Белый шейх: путь мести - стр. 48
Мансур начал замечать странные вещи. Внезапное затишье в коридоре за его спиной, когда он вел деловой разговор по телефону, и едва уловимое шуршание за тяжелой портьерой, которого там быть не должно. Он видел, как Нагиб, будто невзначай, замирал у полуоткрытой двери кабинета, когда там шли совещания, не играя в игрушки, а весь превратившись в слух. Мальчик стал задавать вопросы.
Слишком много вопросов. И не детских, не о игрушках или сладостях, а острых, точных, как отточенный клинок. Он интересовался структурой компании, ее доходами, партнерами и, что самое тревожное, конкурентами. Он выспрашивал у служанок и охранников, кто из гостей дома был «недругом», впитывая, как губка, каждую крупицу информации, каждую случайно оброненную фразу.
Он ищет пути дальнейшей жизни – с холодной ясностью понял Мансур. Это хорошо, что Нагиб не плачет. Тяжесть потери не сломала его – она лишь огранила его, как алмаз. Однажды вечером, когда Мансур в одиночестве разбирал бумаги в своем кабинете, погруженный в янтарный свет настольной лампы, дверь тихо приоткрылась. На пороге стоял Нагиб, без робости, извинений за вторжение. Он стоял прямо, его плечи были расправлены, а в глазах, таких взрослых и не по—детски серьезных, горел не вопрос, а требование.
– Дядя Мансур, кто убил моих родителей? – Прозвучало в тишине комнаты. Вопрос висел в воздухе, тяжелый и неизбежный, как приговор.
Мансур отложил перо. Он встретился взглядом с племянником, и в его душе разверзлась пропасть между желанием защитить этого мальчика от ужасной правды. Мансур осознавал необходимость общения, но разве этого мальчика можно уберечь сказками. Слова, отточенные и готовые, сами сорвались с его губ, как хорошо заученная, но бессмысленная мантра.
– Нагиб, я же говорил тебе. Это была трагическая авария. Случайность, которую никто не мог предвидеть.

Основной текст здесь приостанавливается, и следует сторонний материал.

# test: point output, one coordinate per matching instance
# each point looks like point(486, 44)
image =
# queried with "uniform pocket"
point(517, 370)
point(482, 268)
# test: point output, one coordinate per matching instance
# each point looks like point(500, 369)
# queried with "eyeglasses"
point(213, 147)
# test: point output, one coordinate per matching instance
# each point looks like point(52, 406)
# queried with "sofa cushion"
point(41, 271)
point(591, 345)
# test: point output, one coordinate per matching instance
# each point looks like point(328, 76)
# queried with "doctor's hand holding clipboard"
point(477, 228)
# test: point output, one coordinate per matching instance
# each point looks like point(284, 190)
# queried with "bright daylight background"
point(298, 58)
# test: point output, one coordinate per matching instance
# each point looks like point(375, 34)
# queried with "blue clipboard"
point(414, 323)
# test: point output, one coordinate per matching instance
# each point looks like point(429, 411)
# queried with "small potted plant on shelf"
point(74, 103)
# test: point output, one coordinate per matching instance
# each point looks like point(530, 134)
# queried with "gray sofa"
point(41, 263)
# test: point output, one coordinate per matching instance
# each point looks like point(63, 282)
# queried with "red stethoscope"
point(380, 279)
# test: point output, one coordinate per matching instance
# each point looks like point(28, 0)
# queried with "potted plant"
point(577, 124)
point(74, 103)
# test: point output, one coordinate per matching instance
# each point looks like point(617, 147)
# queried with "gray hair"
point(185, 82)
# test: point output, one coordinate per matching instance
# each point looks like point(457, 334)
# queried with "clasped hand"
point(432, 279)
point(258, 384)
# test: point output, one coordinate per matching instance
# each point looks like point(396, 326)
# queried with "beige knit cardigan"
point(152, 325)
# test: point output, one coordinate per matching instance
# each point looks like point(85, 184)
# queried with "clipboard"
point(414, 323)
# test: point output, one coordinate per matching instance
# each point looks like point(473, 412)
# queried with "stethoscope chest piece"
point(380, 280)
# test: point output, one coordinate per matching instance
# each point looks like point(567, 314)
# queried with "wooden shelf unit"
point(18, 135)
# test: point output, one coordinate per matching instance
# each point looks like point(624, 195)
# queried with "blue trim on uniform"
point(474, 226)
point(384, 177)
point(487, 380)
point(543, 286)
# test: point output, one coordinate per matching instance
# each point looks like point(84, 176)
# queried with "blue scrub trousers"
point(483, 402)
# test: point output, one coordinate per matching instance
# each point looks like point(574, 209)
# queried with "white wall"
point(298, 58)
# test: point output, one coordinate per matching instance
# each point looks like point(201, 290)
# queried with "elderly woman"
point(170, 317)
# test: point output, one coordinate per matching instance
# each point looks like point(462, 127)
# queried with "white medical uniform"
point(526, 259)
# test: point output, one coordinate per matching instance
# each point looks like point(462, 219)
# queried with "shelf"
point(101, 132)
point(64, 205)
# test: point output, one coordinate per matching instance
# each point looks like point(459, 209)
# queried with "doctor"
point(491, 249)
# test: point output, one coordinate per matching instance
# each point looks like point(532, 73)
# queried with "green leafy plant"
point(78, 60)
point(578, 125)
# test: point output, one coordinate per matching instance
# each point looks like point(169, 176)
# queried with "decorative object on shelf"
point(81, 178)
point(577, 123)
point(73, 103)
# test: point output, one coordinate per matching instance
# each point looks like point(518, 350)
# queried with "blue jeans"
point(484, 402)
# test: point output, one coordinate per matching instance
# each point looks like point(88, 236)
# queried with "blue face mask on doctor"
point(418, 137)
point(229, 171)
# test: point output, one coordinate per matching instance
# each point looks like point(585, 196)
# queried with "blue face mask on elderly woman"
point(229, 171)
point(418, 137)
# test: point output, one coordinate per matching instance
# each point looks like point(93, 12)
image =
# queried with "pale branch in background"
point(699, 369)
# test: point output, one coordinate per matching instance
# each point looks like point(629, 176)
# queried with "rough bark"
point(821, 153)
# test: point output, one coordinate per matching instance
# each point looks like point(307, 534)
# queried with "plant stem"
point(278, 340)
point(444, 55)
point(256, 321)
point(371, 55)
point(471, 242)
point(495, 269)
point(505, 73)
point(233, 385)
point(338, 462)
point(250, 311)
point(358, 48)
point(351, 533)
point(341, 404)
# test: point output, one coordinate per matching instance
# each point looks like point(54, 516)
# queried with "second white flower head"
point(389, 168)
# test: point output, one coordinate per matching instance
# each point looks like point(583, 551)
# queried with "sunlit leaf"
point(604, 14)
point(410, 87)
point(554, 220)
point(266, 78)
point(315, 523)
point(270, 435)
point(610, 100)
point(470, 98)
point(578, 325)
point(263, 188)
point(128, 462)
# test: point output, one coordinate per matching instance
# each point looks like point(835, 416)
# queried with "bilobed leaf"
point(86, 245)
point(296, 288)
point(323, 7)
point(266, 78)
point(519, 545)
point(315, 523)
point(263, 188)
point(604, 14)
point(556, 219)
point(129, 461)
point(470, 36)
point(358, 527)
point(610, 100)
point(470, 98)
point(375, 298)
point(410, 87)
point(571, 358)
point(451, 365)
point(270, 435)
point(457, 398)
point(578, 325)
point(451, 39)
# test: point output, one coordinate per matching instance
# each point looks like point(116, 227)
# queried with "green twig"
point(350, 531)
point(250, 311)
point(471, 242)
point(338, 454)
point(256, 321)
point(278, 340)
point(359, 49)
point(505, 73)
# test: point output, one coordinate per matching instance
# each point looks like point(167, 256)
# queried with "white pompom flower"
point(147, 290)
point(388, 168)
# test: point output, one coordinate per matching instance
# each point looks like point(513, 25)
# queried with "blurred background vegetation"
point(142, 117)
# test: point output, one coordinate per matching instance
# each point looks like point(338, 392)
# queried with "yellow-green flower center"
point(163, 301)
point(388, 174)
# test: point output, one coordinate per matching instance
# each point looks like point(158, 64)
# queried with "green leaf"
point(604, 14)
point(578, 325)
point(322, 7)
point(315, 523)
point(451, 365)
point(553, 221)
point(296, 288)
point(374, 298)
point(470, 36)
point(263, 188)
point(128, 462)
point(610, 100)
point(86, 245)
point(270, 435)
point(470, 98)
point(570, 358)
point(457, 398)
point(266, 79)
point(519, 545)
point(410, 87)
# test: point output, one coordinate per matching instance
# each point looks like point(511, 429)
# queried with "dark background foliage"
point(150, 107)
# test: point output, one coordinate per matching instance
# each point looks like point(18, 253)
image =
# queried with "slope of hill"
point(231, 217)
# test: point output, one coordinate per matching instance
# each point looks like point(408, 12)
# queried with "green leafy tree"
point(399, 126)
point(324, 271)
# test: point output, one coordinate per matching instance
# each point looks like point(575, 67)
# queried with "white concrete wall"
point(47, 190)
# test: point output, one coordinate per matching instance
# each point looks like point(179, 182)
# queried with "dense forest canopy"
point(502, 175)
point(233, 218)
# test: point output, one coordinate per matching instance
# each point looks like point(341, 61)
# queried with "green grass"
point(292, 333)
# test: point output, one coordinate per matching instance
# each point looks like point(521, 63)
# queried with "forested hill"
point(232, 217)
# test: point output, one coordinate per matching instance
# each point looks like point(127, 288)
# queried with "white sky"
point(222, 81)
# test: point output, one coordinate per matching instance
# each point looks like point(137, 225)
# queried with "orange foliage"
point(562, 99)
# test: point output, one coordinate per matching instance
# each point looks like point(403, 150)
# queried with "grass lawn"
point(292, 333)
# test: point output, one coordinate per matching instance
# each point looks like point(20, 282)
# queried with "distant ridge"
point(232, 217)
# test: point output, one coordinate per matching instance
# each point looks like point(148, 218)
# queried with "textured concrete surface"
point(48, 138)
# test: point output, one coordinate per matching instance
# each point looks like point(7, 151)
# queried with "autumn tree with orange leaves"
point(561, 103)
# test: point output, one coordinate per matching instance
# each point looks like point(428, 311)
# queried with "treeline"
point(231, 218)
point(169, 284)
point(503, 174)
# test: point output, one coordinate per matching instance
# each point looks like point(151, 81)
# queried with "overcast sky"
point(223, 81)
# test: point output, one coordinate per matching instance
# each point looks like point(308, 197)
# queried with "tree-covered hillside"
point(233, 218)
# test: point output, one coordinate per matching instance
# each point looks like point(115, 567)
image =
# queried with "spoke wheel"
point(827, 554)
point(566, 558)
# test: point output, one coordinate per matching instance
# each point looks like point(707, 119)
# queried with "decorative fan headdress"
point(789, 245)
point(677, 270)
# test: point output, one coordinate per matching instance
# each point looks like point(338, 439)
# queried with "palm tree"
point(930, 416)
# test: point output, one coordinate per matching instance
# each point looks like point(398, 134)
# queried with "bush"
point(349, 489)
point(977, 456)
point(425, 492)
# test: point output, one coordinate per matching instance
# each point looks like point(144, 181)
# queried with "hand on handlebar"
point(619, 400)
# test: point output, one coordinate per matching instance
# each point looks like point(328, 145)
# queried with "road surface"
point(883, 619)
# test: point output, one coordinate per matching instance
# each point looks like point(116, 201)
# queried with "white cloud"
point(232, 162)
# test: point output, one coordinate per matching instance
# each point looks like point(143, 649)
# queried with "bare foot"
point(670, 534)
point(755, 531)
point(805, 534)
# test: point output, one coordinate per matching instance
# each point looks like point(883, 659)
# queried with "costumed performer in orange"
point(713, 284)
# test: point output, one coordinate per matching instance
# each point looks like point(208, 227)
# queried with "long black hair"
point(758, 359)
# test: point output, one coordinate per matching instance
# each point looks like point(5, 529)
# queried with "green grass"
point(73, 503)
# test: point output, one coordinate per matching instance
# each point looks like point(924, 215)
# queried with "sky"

Мальчик стоял возле двери и не отводил взгляда. В его глазах не было и тени доверия к этим словам, лишь холодная, всевидящая ясность, от которой сжималось сердце.
– Ты знаешь, что это не так!? – Парировал он, и его голос был низким и ровным, без детских ноток. – Ты сам сказал тогда, что не веришь в случайность. Почему ты продолжаешь скрывать от меня правду? Почему все вокруг молчат, как будто ничего не произошло?
Мансур откинулся в кресле, и наступившая тишина затянулась, стала густой, почти осязаемой. Он смотрел на этого юного мстителя, в чьих глазах плескалась уже не детская обида, а взрослая, неистовая жажда справедливости. Или это жажда мести? – пронеслось в голове у Мансура. Разве можно отделить одно от другого, когда речь идет о крови? Он видел в этом хрупком теле стальную волю, готовую сокрушить все на своем пути к ответу и испугался. Испугался не за себя, а за него. За ту пропасть куда он мог рухнуть, узнав слишком рано, насколько жесток и беспощаден мир за стенами этого дворца.
– Иногда, Нагиб, правда бывает опаснее самой горькой лжи. – Наконец произнес он, и каждый звук дался ему с огромным трудом. – Она – как обнаженный клинок. Тот, кто не умеет с ним обращаться, может пораниться сам или покалечить невинного. Когда ты будешь готов… когда я буду уверен, что ты сможешь нести ее тяжесть, не сломавшись, я расскажу тебе всё. Даю слово.
Нагиб лишь молча смотрел на него, и в его взгляде Мансур прочитал страшную, непоколебимую решимость. Данное слово и обещание будущего откровения его больше не устраивали. Ожидание было пыткой, а тишина – сообщницей тех, кто лишил его всего. Он не хотел ждать. Мансур убрал документы в сейф, выключил настольную лампу и сопроводил приёмного сына до его спальни, раздумывая о пути избранном Нагибом.